The inspiration for this etegami comes from a silly poem titled "An Alphabet," by the great English nonsense poet Edward Lear (1812 – 1888). I'm always looking for excuses to paint with blue, which happens to be my very favorite color. What's yours?

Wednesday, April 6, 2011

humanizing the quake (aomori)

Aomori prefecture is as far north as you can go on the main island of Honshu, and is separated by the Tsugaru Straits from my own homeland of Hokkaido, which is the furthest north you can go in Japan. One of the popular souvenirs that people bring home from their travels to Aomori is the Hato-bue (pigeon whistle). Actually, the word for pigeon and the word for dove are the same in Japanese, so you could also call them "dove whistles."

These roughly pigeon/dove-shaped, baked-clay tweeters go back to the Edo period (1600-1868), when, it is said, they were given to children as noisy toys in the belief that the racket would protect them from evil spirits. A hato-bue has a hollow center with a sounding slit on its belly and a tail that serves as a mouthpiece. The traditional ones are painted in pastel tones of purple, green, and pink.

In a fit of experimentation, I painted the words with a painting brush and gansai paint, rather than the usual writing brush and sumi ink. It gives a fuzzy, vague feeling to the whole etegami. The writing translates to: I moan like a dove, and is part of a heart-wrenching cry for help in oppressed circumstances. (See the rest of the passage in Isaiah 38:14-16).

Friday, April 1, 2011

illustration friday (duet)

Yes! How did you guess? I painted two fava beans (i.e. broad beans) singing a duet! heh heh. In Japanese, these beans are called sora-mame (sky beans), presumably because the bean pods sprout upward, towards the sky.
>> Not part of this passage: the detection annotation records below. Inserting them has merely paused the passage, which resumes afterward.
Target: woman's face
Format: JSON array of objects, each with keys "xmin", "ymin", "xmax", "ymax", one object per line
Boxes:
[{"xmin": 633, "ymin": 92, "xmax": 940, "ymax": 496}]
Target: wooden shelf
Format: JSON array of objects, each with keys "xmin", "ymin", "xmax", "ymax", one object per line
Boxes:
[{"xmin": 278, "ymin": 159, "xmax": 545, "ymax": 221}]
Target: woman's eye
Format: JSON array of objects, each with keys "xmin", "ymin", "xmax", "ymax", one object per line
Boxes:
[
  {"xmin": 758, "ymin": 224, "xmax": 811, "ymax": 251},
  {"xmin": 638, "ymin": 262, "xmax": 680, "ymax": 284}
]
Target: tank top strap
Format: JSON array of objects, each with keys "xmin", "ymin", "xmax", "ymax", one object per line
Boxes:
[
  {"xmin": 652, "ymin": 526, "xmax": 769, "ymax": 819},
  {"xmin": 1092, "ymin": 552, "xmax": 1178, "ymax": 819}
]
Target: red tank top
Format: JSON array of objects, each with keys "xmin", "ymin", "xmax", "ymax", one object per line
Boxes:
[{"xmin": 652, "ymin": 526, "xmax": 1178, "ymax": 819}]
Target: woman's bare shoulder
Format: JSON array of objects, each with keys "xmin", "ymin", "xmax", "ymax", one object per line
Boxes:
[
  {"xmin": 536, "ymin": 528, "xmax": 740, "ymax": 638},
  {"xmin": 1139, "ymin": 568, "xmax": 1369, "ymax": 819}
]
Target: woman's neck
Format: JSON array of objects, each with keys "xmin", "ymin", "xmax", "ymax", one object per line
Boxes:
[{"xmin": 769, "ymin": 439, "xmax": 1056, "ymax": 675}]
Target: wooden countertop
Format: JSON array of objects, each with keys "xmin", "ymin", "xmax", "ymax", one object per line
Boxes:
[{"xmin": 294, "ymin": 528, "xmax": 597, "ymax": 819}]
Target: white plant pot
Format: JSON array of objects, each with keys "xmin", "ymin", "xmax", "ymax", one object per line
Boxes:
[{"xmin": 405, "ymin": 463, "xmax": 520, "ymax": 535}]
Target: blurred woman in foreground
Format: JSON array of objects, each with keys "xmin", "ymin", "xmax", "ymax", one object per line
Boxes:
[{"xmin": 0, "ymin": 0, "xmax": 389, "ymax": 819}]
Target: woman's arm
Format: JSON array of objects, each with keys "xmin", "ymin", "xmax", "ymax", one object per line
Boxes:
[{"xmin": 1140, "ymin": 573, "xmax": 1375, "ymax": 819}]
I've always thought sora-mame look like they have a mouth at one end. A laughing mouth. Or a singing mouth. So I gave some thought to what kind of song a Japanese fava bean would sing-- especially in times like these. The song that came to mind was Ue wo muite arukou (namida ga koborenai youni), which translates to "I shall walk with my face turned upward (to keep my tears from spilling)."

It was made famous by the singer Kyu Sakamoto, becoming the number one ranked song in Japan in 1961. It also became a huge hit in the United States in 1963 under the [stupid] title of Sukiyaki.